WHEREAS, AMS would like to formally clarify the intended meaning
of the Rights Agreement by and between AMS and Firstar Bank, N.A., as Rights
Agent (the "Rights Agent"), dated as of August 9, 2001 (such Rights Agreement as
may be amended pursuant to Section 1 hereof or otherwise, and shareholder rights
plans adopted thereby, the "Rights Agreement"), to provide that a Person (as
hereinafter defined) who merely enters into an agreement to acquire, directly or
indirectly, the stock of BCBSUW, does not, by reason of that act alone, become
an "Acquiring Person" (as defined in, and pursuant to, the Rights Agreement),
provided that such Person does not then or thereafter beneficially own any of
AMS's common shares other than those indirectly acquired by virtue of an
acquisition of BCBSUW;
WHEREAS, BCBSUW has agreed to formally withdraw its proposal
regarding the Rights Agreement and any other shareholder rights plan or share
purchase rights plan that may be adopted by AMS, dated as of November 27, 2001,
for action at AMS's 2002 annual meeting of shareholders (the "Proposal"), and
has agreed to refrain from taking certain actions in consideration for AMS
agreeing to amend the Rights Agreement to reflect the clarification provided for
in the Resolution;
NOW, THEREFORE, in consideration of the mutual agreements
contained herein, and for other good and valuable consideration, the parties
hereto agree as follows:
1. Rights Agreement Amendment. Simultaneously with the execution of
this Agreement, AMS shall execute the Amendment to the Rights
Agreement, attached hereto as Exhibit A (the "Amendment"), and shall
deliver the Amendment to the Rights Agent for execution, together
with the certificate required by Section 27 of the Rights Agreement.
2. Withdrawal of Proposal. Simultaneously with the execution of this
Agreement, BCBSUW shall withdraw the Proposal by executing the
letter attached hereto as Exhibit B (the "Withdrawal Letter") and
delivering the Withdrawal Letter to AMS. As soon as reasonably
practicable following its receipt of the Withdrawal Letter, AMS
shall cause the Securities and Exchange Commission to be informed
that the Proposal was withdrawn and shall cause the no-action letter
submitted by AMS's counsel to be withdrawn.

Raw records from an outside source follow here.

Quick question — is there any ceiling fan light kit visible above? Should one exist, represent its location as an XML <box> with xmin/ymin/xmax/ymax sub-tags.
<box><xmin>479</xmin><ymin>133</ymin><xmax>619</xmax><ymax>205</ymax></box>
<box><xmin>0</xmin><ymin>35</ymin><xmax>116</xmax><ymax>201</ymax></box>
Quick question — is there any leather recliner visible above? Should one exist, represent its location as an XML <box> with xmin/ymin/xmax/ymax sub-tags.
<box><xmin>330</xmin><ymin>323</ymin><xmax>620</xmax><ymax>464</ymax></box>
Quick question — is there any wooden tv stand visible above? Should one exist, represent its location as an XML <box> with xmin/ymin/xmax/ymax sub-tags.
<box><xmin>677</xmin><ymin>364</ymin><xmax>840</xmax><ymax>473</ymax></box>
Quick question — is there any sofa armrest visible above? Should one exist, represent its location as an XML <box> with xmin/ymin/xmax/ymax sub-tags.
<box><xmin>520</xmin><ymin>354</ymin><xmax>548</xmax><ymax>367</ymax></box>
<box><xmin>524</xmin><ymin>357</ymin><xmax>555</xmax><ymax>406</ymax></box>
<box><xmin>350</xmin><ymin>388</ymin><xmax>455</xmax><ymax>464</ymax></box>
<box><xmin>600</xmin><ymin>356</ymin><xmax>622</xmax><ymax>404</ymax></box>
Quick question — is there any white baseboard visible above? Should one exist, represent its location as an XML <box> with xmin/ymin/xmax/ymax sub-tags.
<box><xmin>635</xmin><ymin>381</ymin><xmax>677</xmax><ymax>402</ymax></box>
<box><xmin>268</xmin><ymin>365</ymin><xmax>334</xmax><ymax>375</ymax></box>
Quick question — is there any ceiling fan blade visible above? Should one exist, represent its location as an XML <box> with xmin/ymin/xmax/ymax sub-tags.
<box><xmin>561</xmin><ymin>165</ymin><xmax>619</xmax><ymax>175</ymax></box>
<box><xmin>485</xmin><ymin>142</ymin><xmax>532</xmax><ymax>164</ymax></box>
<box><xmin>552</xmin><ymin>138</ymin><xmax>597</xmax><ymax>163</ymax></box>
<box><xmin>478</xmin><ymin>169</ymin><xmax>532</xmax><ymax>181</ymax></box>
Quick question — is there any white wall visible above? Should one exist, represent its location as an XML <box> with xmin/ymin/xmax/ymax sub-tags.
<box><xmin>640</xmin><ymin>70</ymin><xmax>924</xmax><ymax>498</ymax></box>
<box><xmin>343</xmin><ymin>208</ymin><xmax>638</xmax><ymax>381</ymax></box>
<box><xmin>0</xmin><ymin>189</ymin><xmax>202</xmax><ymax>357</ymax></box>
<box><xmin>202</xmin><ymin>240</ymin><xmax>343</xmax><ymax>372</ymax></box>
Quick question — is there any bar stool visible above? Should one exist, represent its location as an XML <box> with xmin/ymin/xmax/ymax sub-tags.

3. Restrictions on Certain Actions. Each of BCBSUW and Cobalt hereby
agree, beginning on the date hereof and ending on the date which is
ten (10) days prior to the last date upon which shareholder
proposals for action at the 2004 annual meeting of shareholders of
AMS may be submitted pursuant to Rule 14a-8 of the Exchange Act (or
the bylaws of AMS, if earlier), not to, and to cause their
respective Affiliates under the control of Cobalt, Associates,
directors, officers, employees, and, on its behalf, representatives,
agents and advisors (collectively, the "Cobalt Group
Representatives") not to take, whether individually or as part of
any "group" (within the meaning of Section 13(d)(3) of the
Securities and Exchange Act of 1934, as amended (the "Exchange
Act")), directly or indirectly, any of the following actions:
(a) (i) make any publicly disclosed proposal, announcement,
statement, communication or disclosure regarding the Amendment,
the Withdrawal Letter, the Rights Agreement, or other
shareholder rights plans or share purchase rights plans
relating to AMS or this Agreement (other than an amended filing
to its Schedule 13D containing the disclosure set forth in
Exhibit C hereto), or (ii) make any proposal, statement,
communication or disclosure regarding any of the foregoing in a
manner that would require any public disclosure by AMS, BCBSUW,
Cobalt or any other Person, or (iii) without limiting clauses
(i) or (ii) of this Section 3(a), initiate any discussion or
comment with or to any Person (other than AMS) regarding any of
the foregoing;
(b) submit a proposal under Rule 14a-8 of the Exchange Act or
otherwise relating in any way to the Rights Agreement or other
shareholder rights plans or share purchase rights plans
relating to AMS for consideration or action at AMS's 2002 or
2003 annual meetings of shareholders, or at any other meeting
of shareholders or action by consent prior to December 31,
2003; or
(c) make, or in any way participate, directly or indirectly, in any
"solicitation" (as such term is used in the proxy rules of the
Securities and Exchange Commission as in effect on the date
hereof) of proxies or consents, seek to advise, encourage or
influence any Person with respect to the voting of any Voting
Securities, initiate, propose or otherwise "solicit" (as such
term is used in the proxy rules of the Securities and Exchange
Commission as in effect on the date hereof) shareholders of AMS
for the approval of shareholder proposals, whether made
pursuant to Rule 14a-8 of the Exchange Act or otherwise, or
induce or attempt to induce any other Person to initiate any
such shareholder proposal or publicly comment on any such
shareholder proposal of any other Person, in each case with
respect to the Amendment, the Withdrawal Letter, the Rights
Agreement, or other shareholder rights plans or share purchase
rights plans relating to AMS or this Agreement;
(d) have any discussion with, or make any comment to, any Person
where there is a substantial probability that such discussion
or comment will be publicly disclosed; provided, however, that
for 30 days following public announcement of the subject of
this agreement Cobalt Group may make public comments to
questions from media and analysts confined to factual responses
concerning the Rights Agreement Amendment and the Cobalt
Group's withdrawal of the Proposal, and thereafter will confine
its comments to (i) references to earlier comments; (ii)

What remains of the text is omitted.